Caldo record Europa

Incendie de l'anticyclone subtropical (avec 7 villes drapeau rouge aujourd'hui) : combien de temps durera la troisième vague de chaleur extrême ?

Le bulletin du ministère de la Santé signale mercredi 15 juillet sept drapeaux rouges en raison de l'anticyclone subtropical. La Méditerranée enregistre des températures de surface jamais enregistrées auparavant, mais quand les températures baisseront-elles ?

Sept villes sous drapeau rouge en un seul jour, telles sont les données que le bulletin caniculaire du ministère de la Santé attribue au mercredi 15 juillet, date à laquelle Bologne, Frosinone et Rome seront ajoutées au niveau d'alerte maximum, aux côtés de Florence et Pérouse, déjà dans le rouge depuis lundi, et Brescia et Turin, qui sont passées au niveau 3 depuis mardi. Le système de surveillance, coordonné par le Ministère et confié pour le traitement technique au Département d'Epidémiologie du Service Régional de Santé du Latium, couvre 27 chefs-lieux de province et distingue trois seuils : le point jaune indique la pré-alerte, l'orange indique un risque pour les couches les plus fragiles de la population, le rouge correspond aux conditions qui peuvent avoir des effets sur la santé même des personnes en bonne santé. Mardi, outre les villes déjà évoquées, Cagliari, Campobasso, Latina, Milan, Pescara, Rieti, Trieste, Vérone et Viterbe sont en orange.

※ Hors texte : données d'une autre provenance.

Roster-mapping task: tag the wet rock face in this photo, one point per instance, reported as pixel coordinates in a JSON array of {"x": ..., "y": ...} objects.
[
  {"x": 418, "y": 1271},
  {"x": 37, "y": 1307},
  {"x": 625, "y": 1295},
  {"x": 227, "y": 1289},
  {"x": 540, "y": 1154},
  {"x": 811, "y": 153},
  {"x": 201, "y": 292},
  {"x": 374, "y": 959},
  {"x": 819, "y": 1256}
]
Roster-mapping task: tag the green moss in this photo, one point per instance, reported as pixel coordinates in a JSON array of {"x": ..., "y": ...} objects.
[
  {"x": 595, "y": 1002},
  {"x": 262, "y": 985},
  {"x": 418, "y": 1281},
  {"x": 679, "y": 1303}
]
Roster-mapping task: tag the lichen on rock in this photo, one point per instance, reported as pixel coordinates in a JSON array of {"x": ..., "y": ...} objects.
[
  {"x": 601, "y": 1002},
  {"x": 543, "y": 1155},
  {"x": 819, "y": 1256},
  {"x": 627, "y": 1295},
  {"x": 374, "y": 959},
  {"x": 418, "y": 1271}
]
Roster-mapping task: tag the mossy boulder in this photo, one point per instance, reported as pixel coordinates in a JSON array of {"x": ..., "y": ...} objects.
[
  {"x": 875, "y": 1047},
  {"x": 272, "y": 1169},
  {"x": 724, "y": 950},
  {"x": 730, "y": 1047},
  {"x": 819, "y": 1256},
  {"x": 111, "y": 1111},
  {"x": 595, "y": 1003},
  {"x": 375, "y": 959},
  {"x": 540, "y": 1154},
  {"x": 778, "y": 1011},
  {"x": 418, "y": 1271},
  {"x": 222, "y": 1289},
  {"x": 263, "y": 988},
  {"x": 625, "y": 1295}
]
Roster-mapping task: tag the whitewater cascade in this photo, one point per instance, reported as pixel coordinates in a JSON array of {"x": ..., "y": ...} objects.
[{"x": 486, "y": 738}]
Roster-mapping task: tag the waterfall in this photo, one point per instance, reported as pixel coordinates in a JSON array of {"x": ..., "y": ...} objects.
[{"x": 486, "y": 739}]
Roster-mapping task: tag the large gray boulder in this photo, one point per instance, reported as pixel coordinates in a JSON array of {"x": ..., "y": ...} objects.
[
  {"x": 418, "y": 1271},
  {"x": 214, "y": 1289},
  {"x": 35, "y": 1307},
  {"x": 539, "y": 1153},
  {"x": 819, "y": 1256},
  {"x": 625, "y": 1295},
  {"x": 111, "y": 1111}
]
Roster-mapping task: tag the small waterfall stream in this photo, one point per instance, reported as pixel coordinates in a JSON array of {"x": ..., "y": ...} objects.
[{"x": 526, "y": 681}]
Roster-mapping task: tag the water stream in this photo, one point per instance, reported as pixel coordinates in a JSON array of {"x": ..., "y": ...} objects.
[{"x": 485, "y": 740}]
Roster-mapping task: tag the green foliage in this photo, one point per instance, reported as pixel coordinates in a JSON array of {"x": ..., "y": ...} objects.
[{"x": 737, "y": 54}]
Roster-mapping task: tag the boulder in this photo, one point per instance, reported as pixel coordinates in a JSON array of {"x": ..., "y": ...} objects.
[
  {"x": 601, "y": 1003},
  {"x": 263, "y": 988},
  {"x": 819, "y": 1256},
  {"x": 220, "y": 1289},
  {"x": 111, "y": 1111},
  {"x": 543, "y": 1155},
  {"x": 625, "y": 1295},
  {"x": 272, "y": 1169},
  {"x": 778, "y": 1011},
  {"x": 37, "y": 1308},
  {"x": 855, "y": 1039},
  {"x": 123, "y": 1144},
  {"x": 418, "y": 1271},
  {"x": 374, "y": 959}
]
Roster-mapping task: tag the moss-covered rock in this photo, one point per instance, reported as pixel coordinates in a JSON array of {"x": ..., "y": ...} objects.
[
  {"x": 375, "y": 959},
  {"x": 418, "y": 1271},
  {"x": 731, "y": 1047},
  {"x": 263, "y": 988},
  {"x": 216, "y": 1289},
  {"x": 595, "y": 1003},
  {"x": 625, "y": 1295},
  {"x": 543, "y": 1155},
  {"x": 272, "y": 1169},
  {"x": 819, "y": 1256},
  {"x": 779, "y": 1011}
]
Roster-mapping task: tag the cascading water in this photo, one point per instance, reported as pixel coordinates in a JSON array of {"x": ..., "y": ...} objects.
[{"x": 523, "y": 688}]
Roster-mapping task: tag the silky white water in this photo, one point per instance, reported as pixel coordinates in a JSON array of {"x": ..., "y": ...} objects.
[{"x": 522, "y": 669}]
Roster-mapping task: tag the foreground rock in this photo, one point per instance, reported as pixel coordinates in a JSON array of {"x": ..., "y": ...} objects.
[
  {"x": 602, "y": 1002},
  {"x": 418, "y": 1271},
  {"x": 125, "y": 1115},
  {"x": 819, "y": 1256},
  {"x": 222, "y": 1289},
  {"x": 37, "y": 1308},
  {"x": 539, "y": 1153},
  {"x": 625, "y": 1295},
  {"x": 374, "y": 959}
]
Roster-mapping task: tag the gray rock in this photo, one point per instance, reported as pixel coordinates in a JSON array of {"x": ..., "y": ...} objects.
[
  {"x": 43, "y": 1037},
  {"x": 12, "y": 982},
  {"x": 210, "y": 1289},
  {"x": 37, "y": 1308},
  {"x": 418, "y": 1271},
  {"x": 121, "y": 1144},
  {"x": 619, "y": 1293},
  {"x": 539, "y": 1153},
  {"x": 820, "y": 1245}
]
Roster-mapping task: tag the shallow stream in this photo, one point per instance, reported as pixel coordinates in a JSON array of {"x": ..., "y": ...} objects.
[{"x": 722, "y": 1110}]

Un été dont la mer se souviendra

Si l’air au-dessus de la péninsule se réchauffe, la mer en contrebas ne reste pas les bras croisés. Les mesures du Copernicus Marine Service, le programme satellitaire de l'Union européenne qui mesure quotidiennement la température de surface des océans, ont certifié que le 21 juin la moyenne mondiale a atteint 20,86°C, un record absolu depuis qu'il existe des mesures systématiques, qui dépasse le précédent record de 20,83°C. Sur le seul mois de juin, la Méditerranée a enregistré une moyenne de 24,34°C, jamais atteinte auparavant, avec près de 98 % de la surface du bassin impliquée dans des canicules marines. C'est un chiffre qui pèse plus qu'il n'y paraît, car une mer qui ne se refroidit pas retient plus longtemps l'air chaud sur la côte et réduit les brises qui, dans des conditions normales, atténuent la chaleur du soir.

Le précédent est arrivé de France

Que l'été 2026 ait pris une trajectoire hors échelle a été certifié pour la première fois par Météo-France, le service météorologique national des Alpes. Dans le communiqué officiel sur la vague de juin, l'organisme définit les 24 et 25 juin comme les journées les plus chaudes jamais enregistrées en France, avec une moyenne nationale de 30°C sur 24 heures, une valeur qui dépasse les 29,9°C de la veille et qui n'a pas d'équivalent dans la série historique débutée en 1947. Le 24 juin, à Saintes, en Charente-Maritime, le thermomètre a enregistré 43,8°C. A Paris, les températures ont dépassé les 40°C pour la cinquième fois depuis le début des mesures. Un épisode que Météo-France définit sans ambages comme « plus intense que celui d'août 2003 », bien qu'il se soit déroulé en deux semaines au lieu des seize du précédent record.

La question que beaucoup se posent est la suivante : combien de temps encore cette canicule va-t-elle durer ? Selon les prévisions actuelles, l'anticyclone subtropical continuera de dominer la scène au moins jusqu'au 18-20 juillet, maintenant des températures élevées sur une grande partie du pays.

Ensuite, un front perturbé descendant du nord de l’Europe pourrait atteindre les régions du nord, entraînant une première baisse des températures. Mais la contrepartie est le risque de phénomènes météorologiques intenses, avec de violents orages, grêles et tempêtes et le répit pourrait être de courte durée.